Finita l’estate militante, di cui in verità non si è mai vista traccia, Elly Schlein ha scelto quale sarà la prima battaglia dem appena il Parlamento riaprirà dopo le ferie estive: una legge contro la propaganda fascista per punirne “simbologia e gestualità”. Una proposta che potrebbe avere un senso se il fascismo non fosse fortunatamente finito ottant’anni fa, e se l’Italia corresse ancora il rischio di una impossibile svolta autoritaria, anche se nei pensatoi della sinistra basta accennare alla riforma presidenzialista per far subito scattare la parola d’ordine dell’allarme democratico, e quindi tutto si tiene: il disegno di legge del Pd e la inveterata narrazione che continua a identificare tutto ciò che si muove a destra come un riflesso nostalgico.
Ora, che esistano ancora gruppuscoli di fanatici che si richiamano ai simboli nazifascisti è una realtà innegabile, ma che questi avventurieri costituiscano un pericolo per le istituzioni democratiche è una rappresentazione macchiettistica che fa quasi il pari con la loro sopravvivenza. Nessuno mette più in dubbio, ormai da decenni, che l’antifascismo sia un valore fondante della nostra Repubblica, ma la sinistra resta chiusa nella convinzione ideologica di considerarsi democratica in quanto antifascista invece di dirsi antifascista perché democratica. Perché è agli atti della storia che non tutti gli antifascisti sono stati democratici. Qui si torna al difetto di origine che segnò la nascita della Repubblica, che per necessità storica si fondò sul paradigma antifascista – il Ventennio mussoliniano aveva lasciato l’Italia in macerie dopo una scia di errori e di orrori – e non su quello antitotalitario, perché il Pci di Togliatti non poteva né voleva riconoscere anche le colpe tragiche dei sistemi comunisti.
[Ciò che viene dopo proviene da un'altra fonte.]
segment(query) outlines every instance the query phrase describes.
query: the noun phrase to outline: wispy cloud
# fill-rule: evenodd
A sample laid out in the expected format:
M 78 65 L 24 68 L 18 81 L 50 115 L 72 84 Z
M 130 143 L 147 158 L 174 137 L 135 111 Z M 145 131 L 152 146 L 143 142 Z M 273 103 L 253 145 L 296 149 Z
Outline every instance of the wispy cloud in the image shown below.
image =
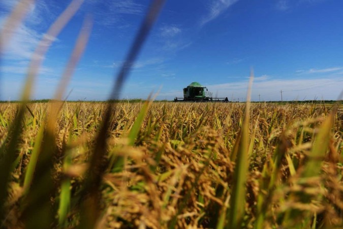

E successivamente gli eredi del Pci hanno sempre evitato di correggere fino in fondo questo errore strabico, cavalcando in modo strumentale l’antifascismo contro gli avversari politici: è toccato a Berlusconi, è toccato a Fini nonostante la svolta di Fiuggi e la sua scomunica del fascismo come il Male assoluto, e stessa sorte sta toccando a Meloni e Salvini. Schlein non fa dunque nulla di nuovo chiedendo di calendarizzare “al più presto” la proposta di legge contro la propaganda fascista e nazista.
Nessuno nega – ci mancherebbe altro- che le stragi naziste come quella di Sant’Anna di Stazzema siano pezzi fondamentali di una memoria che va coltivata e trasmessa alle nuove generazioni, ma affermare che “le radici di quel male possono ripresentarsi in forme diverse, nella nostra quotidianità” è una lettura distorta della realtà, perché i valori democratici sono oggi ben saldi nella coscienza popolare. Per cui il disegno di legge presentato al Senato va considerato più come un manifesto ideologico per mascherare le difficoltà di un partito in crisi che per ribadire l’esigenza di una memoria condivisa, che esiste e non può essere messa in discussione dai rigurgiti neofascisti di pochi esaltati.
Ma cosa prevede la proposta del Pd? Modificando l’articolo 604-bis del codice penale intende punire “con la reclusione fino a un anno e sei mesi o con la multa fino a 6.000 euro chi propaganda idee fondate sull’esaltazione dei metodi eversivi dell’ordinamento democratico propri dell’ideologia fascista o nazifascista”. I promotori specificano di non voler toccare la legge Scelba del ‘52, che già vieta la ricostituzione del partito fascista, ma sostengono che andrebbe colmata punendo anche chi esalta pubblicamente i metodi del fascismo o denigra la Resistenza anche senza che sussista il pericolo evocato da quella legge. Qui però si entra nel complesso e scivoloso campo dei reati di opinione su cui il Parlamento italiano si è già misurato discutendo la legge contro il negazionismo della Shoah, spacciato per ordinario processo di revisione storica.
La questione è delicata: la libertà di espressione può sussistere anche quando diffonde l’odio contro le minoranze? La legge Mancino, a questo proposito, è stata spesso criticata in quanto avrebbe rischiato di conferire un’aura di martirio ai gruppi neonazisti, con una corrente di pensiero che sostiene la necessitò di una sanzione non penale, ma di carattere esclusivamente culturale. Un dibattito che si riaprirà sicuramente dopo questa proposta di legge del Pd.